La tradizione vorrebbe che fossero i testimoni a regale le fedi nuziali, ma poichè non siamo più negli anni '50 questa regola sta scomparendo, oppure come nel nostro caso sostituita a una tradizione di famiglia; sì perchè dovete sapere che abbiamo da sempre un'amica di famiglia che regala ai matrimoni degli amici e rispettivi figli le fedi nuziali; è un'usanza che cominciò quando ancora suo marito era in vita e non vuole fermarsi per mantenere vivo il suo ricordo, il suo regalo di matrimonio.
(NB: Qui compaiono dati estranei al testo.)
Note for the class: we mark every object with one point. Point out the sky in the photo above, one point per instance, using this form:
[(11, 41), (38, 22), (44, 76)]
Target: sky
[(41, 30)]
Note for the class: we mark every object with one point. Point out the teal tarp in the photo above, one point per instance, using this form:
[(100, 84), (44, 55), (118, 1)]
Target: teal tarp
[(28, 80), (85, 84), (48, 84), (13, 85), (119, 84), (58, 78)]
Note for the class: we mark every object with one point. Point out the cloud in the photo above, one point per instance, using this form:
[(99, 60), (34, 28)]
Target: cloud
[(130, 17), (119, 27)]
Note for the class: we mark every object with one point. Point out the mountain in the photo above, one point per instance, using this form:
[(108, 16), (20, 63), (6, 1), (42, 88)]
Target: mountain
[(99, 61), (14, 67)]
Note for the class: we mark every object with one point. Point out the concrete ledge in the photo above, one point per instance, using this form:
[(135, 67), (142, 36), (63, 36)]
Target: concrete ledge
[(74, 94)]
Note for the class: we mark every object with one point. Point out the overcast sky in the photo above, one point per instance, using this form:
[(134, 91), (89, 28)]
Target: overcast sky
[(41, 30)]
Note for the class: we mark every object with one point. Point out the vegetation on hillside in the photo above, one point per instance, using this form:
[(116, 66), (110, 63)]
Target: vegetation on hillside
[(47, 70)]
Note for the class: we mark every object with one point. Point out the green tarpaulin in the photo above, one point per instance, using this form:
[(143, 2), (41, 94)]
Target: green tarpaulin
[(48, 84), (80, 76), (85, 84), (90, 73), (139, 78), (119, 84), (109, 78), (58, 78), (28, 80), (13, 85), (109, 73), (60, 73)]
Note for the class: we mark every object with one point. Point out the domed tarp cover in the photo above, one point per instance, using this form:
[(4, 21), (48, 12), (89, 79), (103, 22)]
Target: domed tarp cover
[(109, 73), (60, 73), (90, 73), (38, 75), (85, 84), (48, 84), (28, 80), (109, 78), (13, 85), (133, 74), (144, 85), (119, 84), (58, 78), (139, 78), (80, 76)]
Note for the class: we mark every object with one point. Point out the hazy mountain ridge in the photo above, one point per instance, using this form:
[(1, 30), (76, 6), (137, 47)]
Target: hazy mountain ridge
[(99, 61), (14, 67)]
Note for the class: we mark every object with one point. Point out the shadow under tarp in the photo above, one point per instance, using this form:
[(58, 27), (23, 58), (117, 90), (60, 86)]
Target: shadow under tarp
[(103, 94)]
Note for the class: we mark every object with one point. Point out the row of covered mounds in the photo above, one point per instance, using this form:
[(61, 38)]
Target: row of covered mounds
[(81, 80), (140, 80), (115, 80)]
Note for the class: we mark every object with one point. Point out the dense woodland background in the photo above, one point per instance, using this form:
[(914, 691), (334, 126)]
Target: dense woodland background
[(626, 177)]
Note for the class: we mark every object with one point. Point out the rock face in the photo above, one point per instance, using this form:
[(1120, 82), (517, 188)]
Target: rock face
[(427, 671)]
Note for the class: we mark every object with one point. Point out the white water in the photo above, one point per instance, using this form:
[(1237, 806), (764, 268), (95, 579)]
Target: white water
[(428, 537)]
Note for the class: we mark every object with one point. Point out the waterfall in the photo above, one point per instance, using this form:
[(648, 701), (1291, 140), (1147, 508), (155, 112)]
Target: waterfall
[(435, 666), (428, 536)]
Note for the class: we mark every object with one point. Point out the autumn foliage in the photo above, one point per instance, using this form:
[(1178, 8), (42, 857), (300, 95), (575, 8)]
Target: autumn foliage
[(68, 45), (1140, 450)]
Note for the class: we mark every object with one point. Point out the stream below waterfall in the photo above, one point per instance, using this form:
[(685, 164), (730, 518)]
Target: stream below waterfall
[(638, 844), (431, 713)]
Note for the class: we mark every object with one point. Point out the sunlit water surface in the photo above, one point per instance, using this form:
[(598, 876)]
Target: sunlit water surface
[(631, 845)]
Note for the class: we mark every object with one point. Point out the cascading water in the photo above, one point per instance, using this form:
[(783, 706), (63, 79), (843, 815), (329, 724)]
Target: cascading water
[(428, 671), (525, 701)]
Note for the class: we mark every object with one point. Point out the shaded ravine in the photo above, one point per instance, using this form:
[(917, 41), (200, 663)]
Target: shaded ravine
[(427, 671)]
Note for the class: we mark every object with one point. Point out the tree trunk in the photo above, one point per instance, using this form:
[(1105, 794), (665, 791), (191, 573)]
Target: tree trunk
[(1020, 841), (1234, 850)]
Così sabato mattina ci siamo trovati con lei in gioielleria; io e Paolo siamo persone molto semplici e per quante bellissime e particolari fedi esistano al giorno d'oggi dalle forme più svariate, ai colori più particolari, la nostra scelta è caduta sul classico per eccellenza, o quasi... La Francesina, in oro giallo; abbiamo scelto la francesina per due motivi, Paolo per lavoro non potrà portarla tutto il giorno per motivi si sicurezza, io ho le dita sottili sottili e un anello classico un pò grossettino sarebbe stato troppo nel mio dito, anche perchè chi mi conosce sa che gli anelli non fanno per me non riesco a tenerli per più di un tot di tempo, quindi un anellino simbolico e non troppo impegnativo era l'ideale per noi.
Ma non è finita qui..... e le misure..... io ho detto di avere il dito sottile ma di portare un taglia 6....... :o come i bambini, mentre Paolo.. ta ta ta tan una 27....... non era mai successo nella vita del gioielliere di non avere le fedi in prova che non andassero bene a nessuno dei due sposi... io troppo piccola e lui troppo grande.............. Non ci sono mezze misure.
Tempi di consegna....... 10 gg.... praticamente velocissimi.... Speriamo...... Ovviamente faremo incidere i nostri nomi e la data anche se nella mia diventa un problema, ci starà?????????????
Lo scopriremo alla prossima puntata.